Tuesday
31 May 2022
Something told him not to delay. A premonition, maybe, whispering to him in his ear from the moment he woke up.
Come on, Erik, it taunted. Keep walking this way. Don't stop now.
The words were hauntingly familiar.
You know the drill, don't you? You're the expert after all.
He knew that voice. He'd heard it many times before. And he knew exactly what it meant.
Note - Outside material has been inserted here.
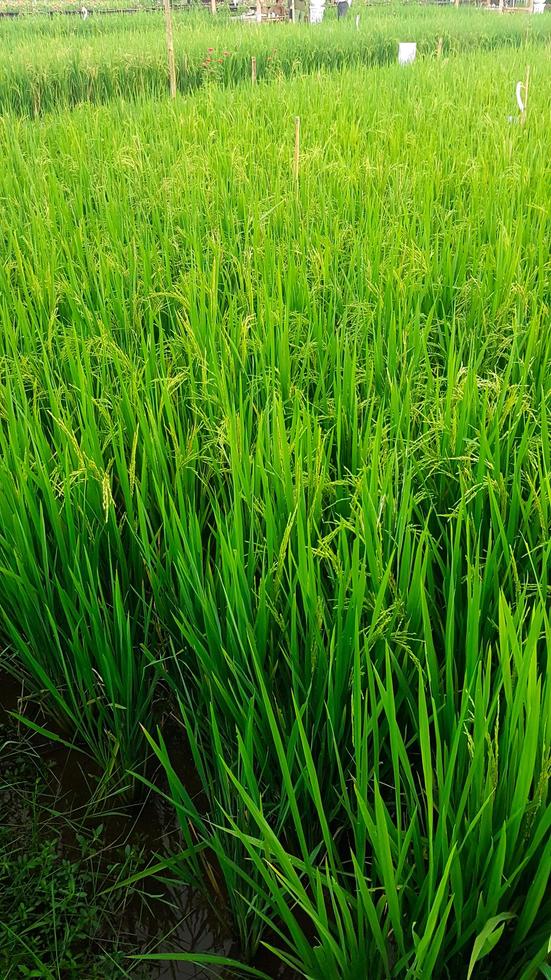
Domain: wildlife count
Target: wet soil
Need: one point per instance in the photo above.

Have you missed me, Erik? Have you missed the Angel of Death?
"Christine!"
She was gasping for air in her bed, head thrown back to straighten her windpipe. Her chest was rising and falling rapidly, a gurgling melody rinsing from her lungs as they expanded and collapsed in quick succession. A fine layer of sweat coated her forehead, matted with damp clumps of her fine golden hair.
"Erik…" she choked out. A smile swept across her face despite the pain. "I missed you…"
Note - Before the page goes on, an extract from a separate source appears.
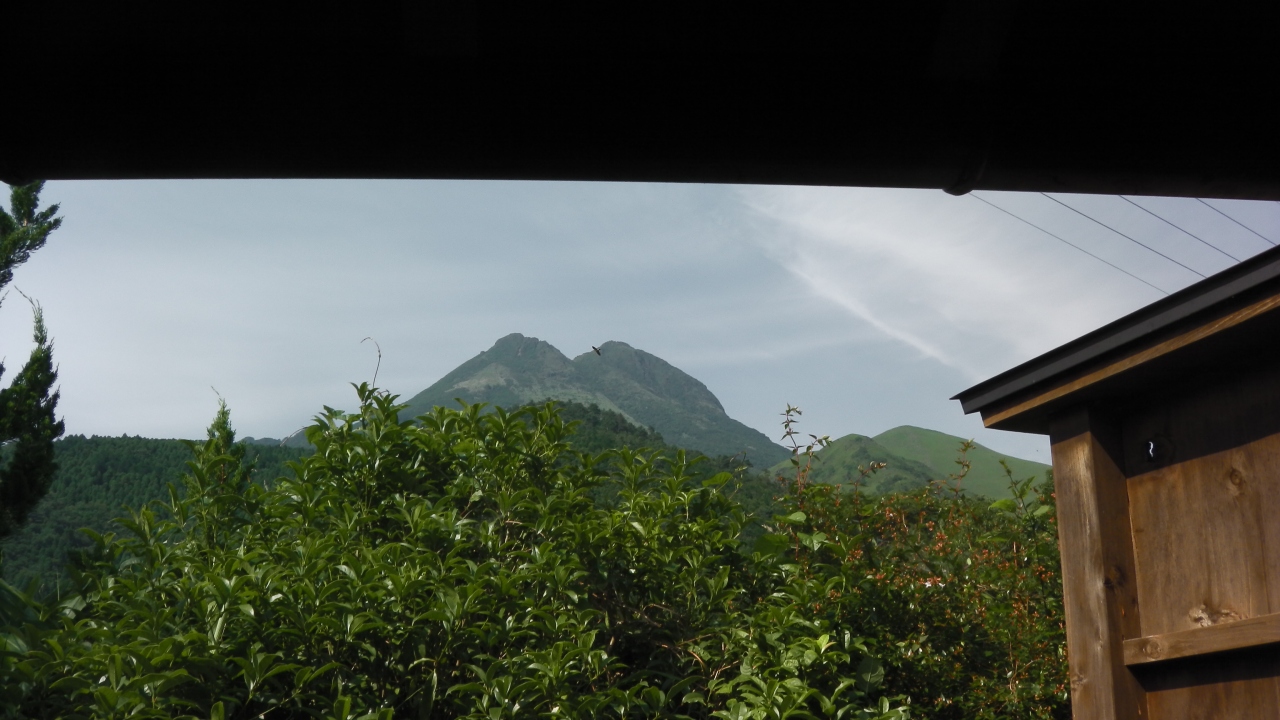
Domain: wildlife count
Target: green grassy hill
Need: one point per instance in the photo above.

"Christine, how long have you been like this?"
"Since I woke… up, several hours… ago."
His mind raced. "Where's the nurse? The doctor? I need to get someone -"
"No…" She placed her hand on his, stopping him from leaving… why was she always stopping him from leaving?! "Erik, don't…"
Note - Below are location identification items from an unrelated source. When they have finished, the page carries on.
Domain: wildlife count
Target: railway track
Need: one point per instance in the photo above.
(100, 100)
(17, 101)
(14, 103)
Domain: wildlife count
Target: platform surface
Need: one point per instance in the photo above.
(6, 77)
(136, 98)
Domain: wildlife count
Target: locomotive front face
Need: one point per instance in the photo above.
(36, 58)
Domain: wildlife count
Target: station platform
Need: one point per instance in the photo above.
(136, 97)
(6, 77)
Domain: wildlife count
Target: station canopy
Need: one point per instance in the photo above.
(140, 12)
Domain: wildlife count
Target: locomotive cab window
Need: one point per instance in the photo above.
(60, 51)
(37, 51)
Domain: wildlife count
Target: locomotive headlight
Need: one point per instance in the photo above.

"You need help, Christine!" Erik pleaded. "Don't you?"
"I think… I'll be okay…" she said, and then coughed coarsely until a thick wad of mucus flew into her hands. "It's been like this for hours, Erik. It comes and goes."
With the mucus gone, she sounded a little better. Her breathing calmed a bit, too. Erik's reservations faded slightly, but not totally.
Uneasily he took the seat beside her and gripped her hand. "I thought you were getting better."
"I am," she insisted. "It's just a minor setback."
He nervously studied her. He wanted to believe her. Forever and a day, right?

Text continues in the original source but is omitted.